You ask me a question about myself,
My immediate answer is in relation to the greater world around me…never really about me, or answering your question.
I get lost in thought, and I am hoping with each exchange of questions and answers, that you are getting lost with me.
You gaze at me as I speak. My mind calculates your gaze as disinterest, and I can imagine anxiety putting on it’s best slacks to prepare to join us for dinner.
I change the subject. Maybe the alteration in the energetic fields of the universe will be a lighter topic for us to ponder against, maybe not. So, I let you speak. Desire for acceptance and relentless normality overcasts my need for releasing unfinished thoughts.
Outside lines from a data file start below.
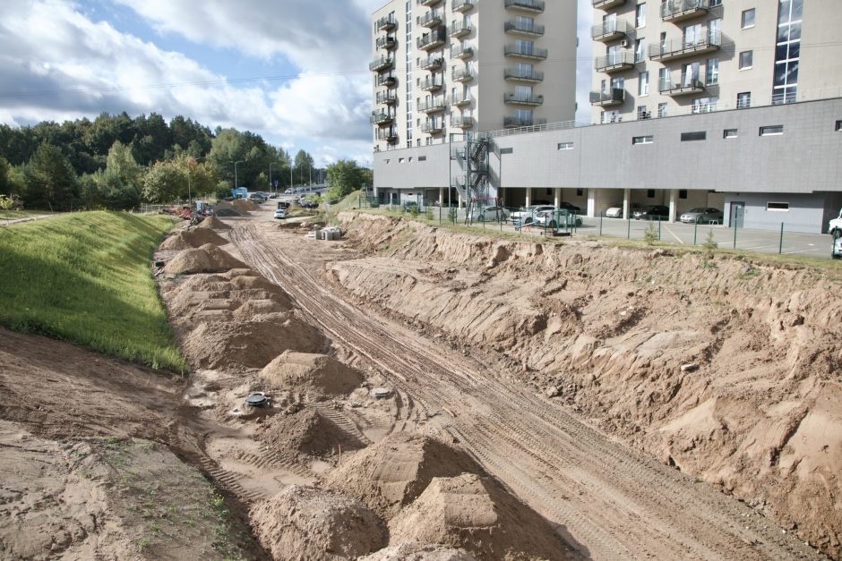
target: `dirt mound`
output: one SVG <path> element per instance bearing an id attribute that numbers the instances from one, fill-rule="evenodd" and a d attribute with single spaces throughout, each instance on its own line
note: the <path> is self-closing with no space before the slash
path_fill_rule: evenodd
<path id="1" fill-rule="evenodd" d="M 274 415 L 262 424 L 261 439 L 271 448 L 295 450 L 310 455 L 333 455 L 365 447 L 357 437 L 311 409 Z"/>
<path id="2" fill-rule="evenodd" d="M 211 228 L 213 230 L 230 230 L 231 226 L 225 224 L 222 220 L 219 220 L 215 215 L 207 217 L 204 220 L 199 223 L 200 228 Z"/>
<path id="3" fill-rule="evenodd" d="M 291 485 L 250 513 L 254 533 L 276 559 L 347 559 L 386 545 L 377 515 L 339 493 Z"/>
<path id="4" fill-rule="evenodd" d="M 439 545 L 401 543 L 360 557 L 359 561 L 477 561 L 464 549 Z"/>
<path id="5" fill-rule="evenodd" d="M 323 395 L 349 394 L 363 383 L 363 375 L 324 354 L 287 351 L 261 371 L 272 387 L 314 391 Z"/>
<path id="6" fill-rule="evenodd" d="M 393 433 L 346 460 L 325 485 L 357 497 L 390 520 L 435 477 L 482 473 L 464 452 L 431 437 Z M 427 543 L 427 542 L 423 542 Z"/>
<path id="7" fill-rule="evenodd" d="M 389 529 L 391 543 L 440 543 L 478 559 L 576 557 L 537 513 L 494 480 L 471 473 L 434 478 Z"/>
<path id="8" fill-rule="evenodd" d="M 215 245 L 206 243 L 200 248 L 185 250 L 164 267 L 171 275 L 222 273 L 232 268 L 245 268 L 245 264 Z"/>
<path id="9" fill-rule="evenodd" d="M 162 250 L 189 250 L 200 248 L 206 243 L 225 245 L 228 241 L 209 228 L 187 228 L 179 230 L 161 243 Z"/>
<path id="10" fill-rule="evenodd" d="M 259 319 L 202 323 L 184 337 L 185 356 L 201 369 L 263 368 L 284 351 L 314 353 L 322 348 L 319 331 L 293 312 L 266 314 Z"/>

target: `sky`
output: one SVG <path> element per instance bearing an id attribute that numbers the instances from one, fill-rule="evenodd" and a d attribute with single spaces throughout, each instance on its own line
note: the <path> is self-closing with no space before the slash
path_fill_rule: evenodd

You lead the way and take me into your realm of the mind. I am intrigued.
I can relax a little. My shoulders begin to decline the revolt of tension inside my body. I sip my Egyptian Chamomile.
“Be calm”, I internally whisper.
Then you ask me about my thoughts on sexuality. My Soul runs away from fear and opens the door to it’s light, just a little. I begin to talk, and let you in.
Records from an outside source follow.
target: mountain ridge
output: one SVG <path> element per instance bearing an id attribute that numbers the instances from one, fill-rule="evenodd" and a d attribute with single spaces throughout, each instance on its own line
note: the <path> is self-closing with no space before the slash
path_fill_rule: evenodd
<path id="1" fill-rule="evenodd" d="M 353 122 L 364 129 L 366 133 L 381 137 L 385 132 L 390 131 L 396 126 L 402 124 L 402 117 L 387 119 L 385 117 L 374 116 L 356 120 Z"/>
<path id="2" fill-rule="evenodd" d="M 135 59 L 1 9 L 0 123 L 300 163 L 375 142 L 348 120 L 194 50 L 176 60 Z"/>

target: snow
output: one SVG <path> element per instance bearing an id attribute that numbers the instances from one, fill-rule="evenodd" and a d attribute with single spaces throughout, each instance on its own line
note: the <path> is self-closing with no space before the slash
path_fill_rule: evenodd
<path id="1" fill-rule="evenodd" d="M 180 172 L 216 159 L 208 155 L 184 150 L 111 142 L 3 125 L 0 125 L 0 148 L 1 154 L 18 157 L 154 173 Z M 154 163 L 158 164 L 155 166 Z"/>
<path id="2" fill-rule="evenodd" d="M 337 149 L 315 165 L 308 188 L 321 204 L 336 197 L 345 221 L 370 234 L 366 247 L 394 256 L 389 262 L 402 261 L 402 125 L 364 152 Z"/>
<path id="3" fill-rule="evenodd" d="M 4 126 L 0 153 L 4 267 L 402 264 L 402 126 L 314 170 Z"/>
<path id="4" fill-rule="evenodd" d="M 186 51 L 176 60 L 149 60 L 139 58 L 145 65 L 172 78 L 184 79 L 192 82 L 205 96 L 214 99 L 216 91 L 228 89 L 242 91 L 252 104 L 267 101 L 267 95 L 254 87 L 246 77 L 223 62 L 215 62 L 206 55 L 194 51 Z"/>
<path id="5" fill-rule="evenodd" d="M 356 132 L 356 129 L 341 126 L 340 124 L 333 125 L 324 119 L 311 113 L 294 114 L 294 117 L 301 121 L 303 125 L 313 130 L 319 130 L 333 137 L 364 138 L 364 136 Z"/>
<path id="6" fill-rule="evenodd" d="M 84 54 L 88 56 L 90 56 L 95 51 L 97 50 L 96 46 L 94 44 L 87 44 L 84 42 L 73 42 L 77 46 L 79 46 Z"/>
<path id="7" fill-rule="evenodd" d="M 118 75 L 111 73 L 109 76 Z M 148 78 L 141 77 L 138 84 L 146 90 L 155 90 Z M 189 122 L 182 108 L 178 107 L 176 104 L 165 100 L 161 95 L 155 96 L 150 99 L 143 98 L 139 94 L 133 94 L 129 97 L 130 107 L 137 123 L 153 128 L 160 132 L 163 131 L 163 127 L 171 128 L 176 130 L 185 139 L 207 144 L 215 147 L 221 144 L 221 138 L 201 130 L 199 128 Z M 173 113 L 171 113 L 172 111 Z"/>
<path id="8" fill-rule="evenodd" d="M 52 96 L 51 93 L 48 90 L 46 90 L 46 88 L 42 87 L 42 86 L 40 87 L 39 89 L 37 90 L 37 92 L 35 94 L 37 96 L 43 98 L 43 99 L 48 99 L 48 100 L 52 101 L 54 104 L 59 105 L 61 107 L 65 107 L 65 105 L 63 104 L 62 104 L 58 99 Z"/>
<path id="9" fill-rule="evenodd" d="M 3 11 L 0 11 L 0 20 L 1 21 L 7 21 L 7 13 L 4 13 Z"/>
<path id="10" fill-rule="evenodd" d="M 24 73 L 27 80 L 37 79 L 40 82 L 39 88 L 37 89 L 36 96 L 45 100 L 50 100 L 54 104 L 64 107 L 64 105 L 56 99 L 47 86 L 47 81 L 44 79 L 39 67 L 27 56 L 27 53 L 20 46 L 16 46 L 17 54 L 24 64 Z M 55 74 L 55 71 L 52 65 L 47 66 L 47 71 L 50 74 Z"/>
The worlds of reality are vague to me as I elude back to the greater world around me.
I don’t want you to know that I masturbated before this date. I thought about the possibility of you wanting to kiss me. The thought of me holding you swarmed by need to get to know you better. In my mind, I needed you to want me. My body disagreed as the time for our date arrived and I realized I had just been over-thinking.